Tuesday, July 10, 2007

When word came down last week that Nick Johnson still was feeling pain in his right hip and needed to visit a specialist in New York, Washington Nationals fans might have had two reactions:

{bullet} Compassion for Johnson, who continues to face a long road back from the broken leg he suffered more than nine months ago.

{bullet} Reason to start wondering whether all this might prompt the Nationals to hang on to Dmitri Young instead of dealing the veteran slugger before the July 31 trade deadline.

A top club official, though acknowledging it was a valid question, didn’t hesitate to give what may be an unpopular answer.

“Every move we make will be made with the intention of trying to build a championship team in as little time as we can,” the official said. “Even if that means it comes at the expense of some wins in the short term.”

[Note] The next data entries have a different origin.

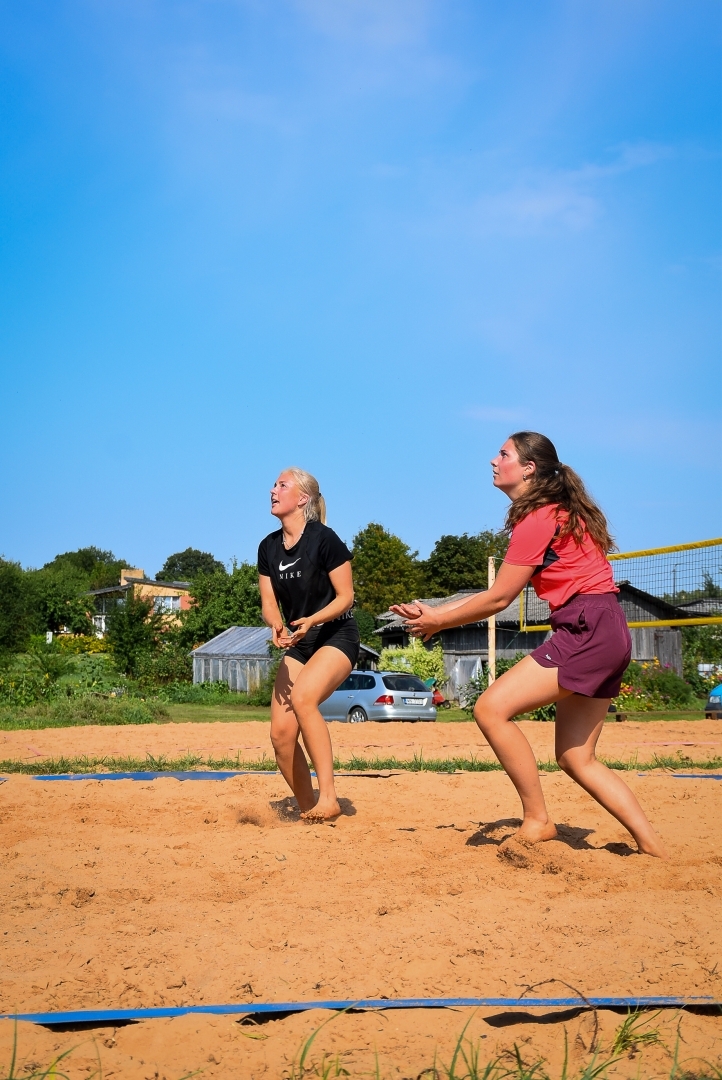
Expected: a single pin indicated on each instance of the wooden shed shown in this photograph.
(466, 648)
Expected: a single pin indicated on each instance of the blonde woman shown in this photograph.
(304, 571)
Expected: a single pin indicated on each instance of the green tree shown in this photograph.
(134, 631)
(220, 601)
(92, 567)
(57, 601)
(14, 623)
(459, 563)
(366, 624)
(187, 565)
(416, 658)
(385, 569)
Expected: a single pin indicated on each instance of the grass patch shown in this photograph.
(231, 709)
(228, 713)
(82, 711)
(355, 764)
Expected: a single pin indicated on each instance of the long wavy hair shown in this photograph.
(556, 483)
(315, 508)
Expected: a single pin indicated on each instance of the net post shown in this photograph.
(491, 624)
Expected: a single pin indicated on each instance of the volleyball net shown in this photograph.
(662, 586)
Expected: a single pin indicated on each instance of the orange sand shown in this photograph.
(136, 894)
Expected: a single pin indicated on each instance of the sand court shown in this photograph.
(148, 893)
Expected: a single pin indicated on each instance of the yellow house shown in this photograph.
(168, 597)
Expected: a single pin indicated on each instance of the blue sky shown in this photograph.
(370, 238)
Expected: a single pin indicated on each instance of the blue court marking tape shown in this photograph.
(108, 1015)
(685, 775)
(697, 775)
(209, 774)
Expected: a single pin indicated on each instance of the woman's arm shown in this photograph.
(424, 621)
(342, 580)
(270, 609)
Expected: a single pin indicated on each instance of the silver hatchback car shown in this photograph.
(380, 696)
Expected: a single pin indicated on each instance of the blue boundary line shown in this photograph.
(218, 774)
(191, 774)
(685, 775)
(248, 1009)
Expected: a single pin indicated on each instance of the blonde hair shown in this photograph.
(315, 508)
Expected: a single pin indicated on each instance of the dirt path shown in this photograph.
(699, 740)
(123, 893)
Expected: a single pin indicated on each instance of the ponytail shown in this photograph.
(315, 508)
(556, 483)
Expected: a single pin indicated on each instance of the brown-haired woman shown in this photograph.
(304, 568)
(559, 541)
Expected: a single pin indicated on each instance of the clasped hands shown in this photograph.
(284, 638)
(419, 619)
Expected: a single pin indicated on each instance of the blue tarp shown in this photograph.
(249, 1009)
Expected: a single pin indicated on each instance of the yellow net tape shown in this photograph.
(680, 585)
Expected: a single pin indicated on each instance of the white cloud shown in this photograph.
(564, 199)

In other words, don’t be surprised if Robert Fick and Tony Batista are platooning at first base within three weeks.

Yes, that’s a difficult concept to accept. Young has been far beyond everything the Nationals could have imagined when they picked him up off the scrap heap in February. On the field, he’s filled in admirably for Johnson with a batting average around .340 and plenty of clutch hits that have earned him a spot in tonight’s All-Star Game. Off the field, he’s been even better, assuming the role of clubhouse leader while helping make this rebuilding season enjoyable.

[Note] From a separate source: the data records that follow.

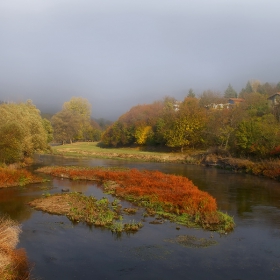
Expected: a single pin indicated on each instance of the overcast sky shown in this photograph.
(120, 53)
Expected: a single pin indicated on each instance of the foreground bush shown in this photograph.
(16, 177)
(13, 263)
(173, 197)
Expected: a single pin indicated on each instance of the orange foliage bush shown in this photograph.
(175, 193)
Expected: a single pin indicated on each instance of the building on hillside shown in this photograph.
(235, 101)
(274, 99)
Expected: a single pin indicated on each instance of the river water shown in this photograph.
(59, 249)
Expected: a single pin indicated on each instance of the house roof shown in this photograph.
(237, 99)
(274, 95)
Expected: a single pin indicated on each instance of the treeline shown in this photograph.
(22, 132)
(74, 123)
(250, 127)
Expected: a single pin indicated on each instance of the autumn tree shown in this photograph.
(257, 136)
(183, 128)
(22, 131)
(135, 126)
(191, 93)
(208, 97)
(230, 92)
(73, 121)
(66, 125)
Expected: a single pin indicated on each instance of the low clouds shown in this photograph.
(121, 53)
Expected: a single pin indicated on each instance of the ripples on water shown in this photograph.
(61, 250)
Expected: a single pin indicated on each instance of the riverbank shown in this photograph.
(170, 197)
(17, 177)
(213, 158)
(13, 263)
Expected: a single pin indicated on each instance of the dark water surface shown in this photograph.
(61, 250)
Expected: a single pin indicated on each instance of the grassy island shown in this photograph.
(17, 177)
(172, 197)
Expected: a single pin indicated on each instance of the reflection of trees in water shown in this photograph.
(14, 204)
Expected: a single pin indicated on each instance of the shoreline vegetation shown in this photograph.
(170, 197)
(218, 158)
(17, 177)
(13, 262)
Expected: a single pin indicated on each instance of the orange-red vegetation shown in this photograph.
(16, 177)
(175, 194)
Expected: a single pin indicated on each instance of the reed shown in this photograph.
(13, 263)
(159, 193)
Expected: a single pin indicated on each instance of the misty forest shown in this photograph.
(239, 132)
(243, 125)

But that doesn’t mean the Nationals should throw their grand “plan” out the window and start making moves that don’t benefit the long-term development of this franchise.

No, it doesn’t look like Johnson is going to make it back onto the field this season, at least not until September at best. And no, Washington doesn’t have any other viable option at first base besides Young. Trading him almost certainly would cost the team wins down the stretch.

But since when has this season been about wins and losses? The Nationals were perfectly content to go into spring training with no established starting pitchers and a lineup full of holes. They were willing to lose 110 games if it meant they’d be better off down the road.

If they’re going to stick to that philosophy, they must trade Young for the best offer they can get. The guy’s value will never be higher. Surely some contending American League team in need of another bat would be willing to offer a half-decent prospect or two for his services.

Those who insist the Nationals should keep Young aren’t looking at the big picture. Yes, he will help make this team more respectable in August and September, but then what? As a free agent coming off a fabulous season, he will be primed for a new contract. And even if the Nationals bring him back, where would he play?

The assumption is that Johnson (who is due to make $5.5 million each of the next two years) will be good to go by 2008. So there’s no place to play Young.

But what if Johnson never comes back? The Nationals could trade Young this month and still re-sign him next winter if they need a first baseman. Young, who has thoroughly enjoyed his time in the District and is one of Jim Bowden’s biggest supporters, certainly would entertain the thought.

What the Nationals can’t do is keep their best player for two more months just because he’s made for a nice story or because he might prevent the team from losing 100 games. The story of 2007 was written a long time ago when the organization decided to scrap the short term in favor of the long term.

And unless that plan has changed overnight, the Nationals must trade Young by the end of the month.